OUTLINE: Patients receive filgrastim (G-CSF) subcutaneously (SC) twice daily on days 1-7.
Peripheral blood stem cells (PBSC) are collected on days 5-7. Patients receive
cyclophosphamide IV over 2 hours, mitoxantrone IV, and cytarabine IV every 12 hours for 2
doses on day 10, and dexamethasone every 12 hours for 4 doses on days 10 and 11. Patients
receive G-CSF SC for the next 10-20 days. Additional PBSC are collected on days 25-28 or 29.
Beginning 7 days before PBSC transplantation, patients receive cyclophosphamide IV over 2
hours on days -7 and -6 and total body irradiation (TBI) twice daily on days -4 to -1.
Patients unable to tolerate TBI receive cyclophosphamide IV over 2 hours on days -6 to -3,
carmustine IV over 1 hour on days -6, and etoposide IV over 1 hour every 12 hours on days -6
to -4. Retrovirally transduced PBSC are reinfused on day 0 followed by another course of
G-CSF SC until hematopoietic recovery.

Patients are followed at 1, 3, 6, 9, 12, 18, and 24 months and then annually thereafter.

PROJECTED ACCRUAL: A total of 15-20 patients will be accrued for this study within 12-15
months.

Inclusion Criteria


DISEASE CHARACTERISTICS:

- Intermediate or high grade non-Hodgkin's lymphoma (NHL) or Hodgkin's disease (HD)

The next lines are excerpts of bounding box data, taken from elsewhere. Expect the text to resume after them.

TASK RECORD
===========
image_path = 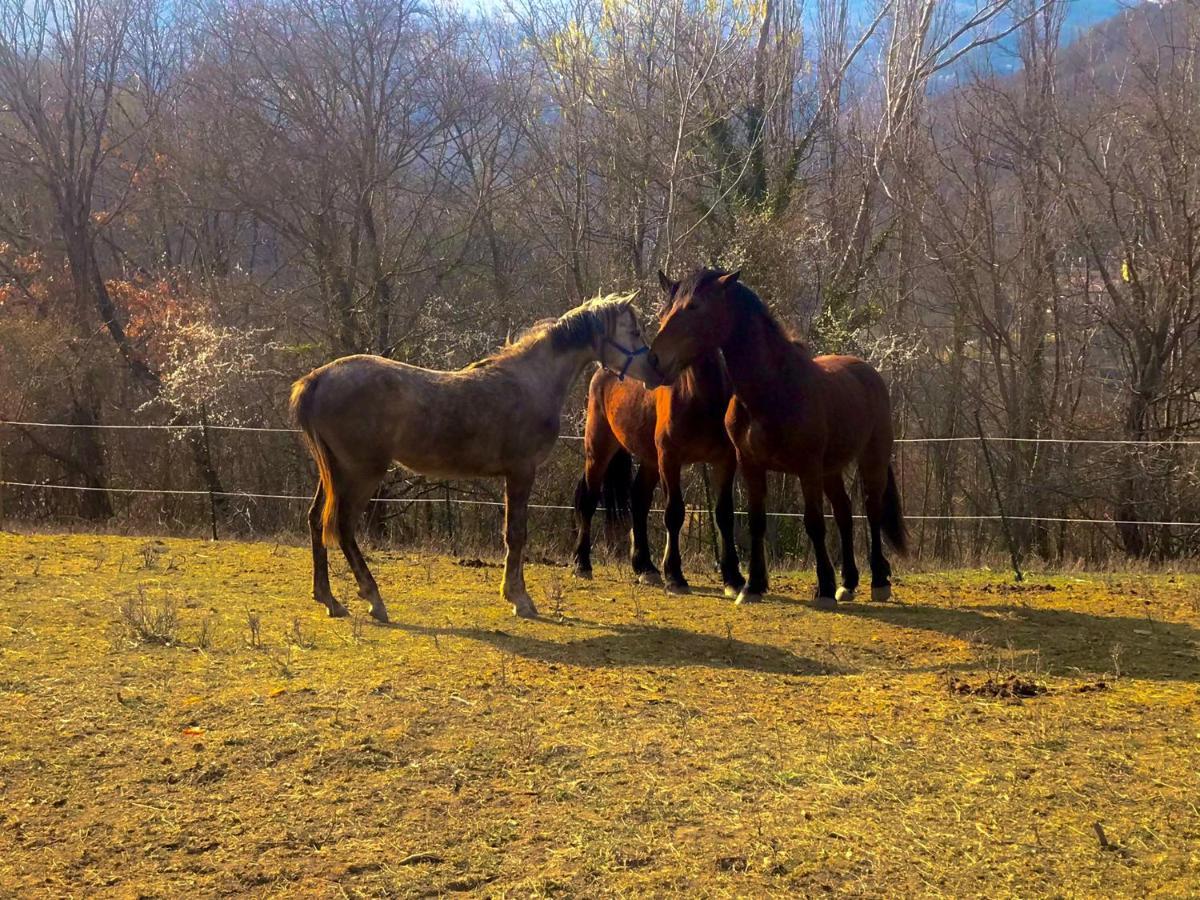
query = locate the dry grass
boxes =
[0,535,1200,896]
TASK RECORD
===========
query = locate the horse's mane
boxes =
[467,294,634,370]
[676,268,812,358]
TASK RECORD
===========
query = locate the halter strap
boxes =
[604,335,650,382]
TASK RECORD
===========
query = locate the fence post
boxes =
[976,412,1025,581]
[200,408,220,540]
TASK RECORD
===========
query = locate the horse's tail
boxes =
[601,450,634,528]
[288,372,338,547]
[880,466,908,554]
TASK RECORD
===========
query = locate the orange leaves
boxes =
[12,250,42,275]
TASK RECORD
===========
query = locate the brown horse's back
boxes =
[812,355,892,472]
[588,368,665,460]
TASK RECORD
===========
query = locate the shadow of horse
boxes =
[391,622,850,676]
[840,604,1200,683]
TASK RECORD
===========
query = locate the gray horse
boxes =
[290,296,659,622]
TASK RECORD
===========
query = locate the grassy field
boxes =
[0,534,1200,896]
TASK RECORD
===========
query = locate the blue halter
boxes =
[604,336,650,382]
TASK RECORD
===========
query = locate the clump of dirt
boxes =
[455,557,500,569]
[983,582,1058,594]
[949,674,1050,700]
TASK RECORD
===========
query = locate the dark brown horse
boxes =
[650,269,906,608]
[575,353,745,596]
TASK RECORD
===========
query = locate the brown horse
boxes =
[575,353,745,596]
[650,269,907,608]
[292,298,658,622]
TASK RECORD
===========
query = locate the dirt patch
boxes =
[948,674,1050,700]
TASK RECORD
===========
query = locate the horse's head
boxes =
[594,295,662,389]
[649,269,738,384]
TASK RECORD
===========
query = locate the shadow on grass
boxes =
[839,604,1200,683]
[392,623,850,676]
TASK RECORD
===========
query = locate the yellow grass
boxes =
[0,534,1200,896]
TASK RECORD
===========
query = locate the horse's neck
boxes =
[504,334,595,413]
[684,353,733,402]
[721,304,811,415]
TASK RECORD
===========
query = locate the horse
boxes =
[650,269,907,608]
[575,353,745,596]
[290,295,658,622]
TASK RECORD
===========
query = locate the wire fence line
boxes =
[0,481,1200,528]
[0,419,1200,451]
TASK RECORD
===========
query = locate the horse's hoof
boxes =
[512,600,538,619]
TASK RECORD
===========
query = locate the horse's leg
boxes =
[737,458,768,605]
[630,461,662,584]
[859,464,892,601]
[713,451,746,598]
[800,469,838,610]
[308,482,350,618]
[337,474,388,622]
[826,473,858,602]
[502,470,538,619]
[575,427,617,578]
[659,450,691,594]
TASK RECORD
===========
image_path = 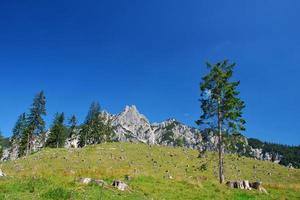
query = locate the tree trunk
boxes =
[26,133,30,156]
[218,101,225,184]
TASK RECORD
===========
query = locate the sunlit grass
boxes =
[0,143,300,200]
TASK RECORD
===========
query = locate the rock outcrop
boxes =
[2,106,281,166]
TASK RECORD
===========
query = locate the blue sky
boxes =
[0,0,300,145]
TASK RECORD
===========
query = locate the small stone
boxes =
[112,180,128,191]
[79,178,93,185]
[92,180,107,187]
[125,175,132,181]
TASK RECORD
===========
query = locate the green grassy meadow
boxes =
[0,143,300,200]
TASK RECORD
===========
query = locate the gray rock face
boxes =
[2,106,281,166]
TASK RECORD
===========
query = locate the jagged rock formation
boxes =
[2,106,281,166]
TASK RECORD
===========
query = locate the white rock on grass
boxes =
[112,180,128,191]
[80,178,92,184]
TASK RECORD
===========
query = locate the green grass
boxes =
[0,143,300,200]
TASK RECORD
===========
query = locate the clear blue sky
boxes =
[0,0,300,145]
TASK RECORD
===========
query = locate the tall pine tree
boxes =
[79,102,114,147]
[46,113,67,148]
[197,60,246,183]
[20,91,46,155]
[11,113,27,143]
[68,115,77,138]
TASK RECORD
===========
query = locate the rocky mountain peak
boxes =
[116,105,150,125]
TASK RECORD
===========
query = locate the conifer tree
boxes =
[0,131,4,161]
[46,113,67,148]
[11,113,27,143]
[79,102,114,147]
[68,115,77,138]
[20,91,46,155]
[197,60,246,183]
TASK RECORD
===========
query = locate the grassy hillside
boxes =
[0,143,300,200]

- Chemotherapy sensitive, initial partial remission OR

- Relapse after initial complete or partial remission

- Low grade NHL eligible provided progression following initial partial or complete
remission

- Ineligible for ongoing allogeneic marrow donor transplant protocols or elected not to
participate in such protocols

- No chemotherapy resistant NHL or HD NOTE: A new classification scheme for adult
non-Hodgkin's lymphoma has been adopted by PDQ. The terminology of "indolent" or
"aggressive" lymphoma will replace the former terminology of "low", "intermediate",
or "high" grade lymphoma. However, this protocol uses the former terminology.

PATIENT CHARACTERISTICS:

Age:

- 18 to 70

Performance status:

- Karnofsky 90-100%

Life expectancy:

- Not specified

Hematopoietic:

- Not specified

Hepatic:

- AST less than 2.5 times upper limit of normal (ULN)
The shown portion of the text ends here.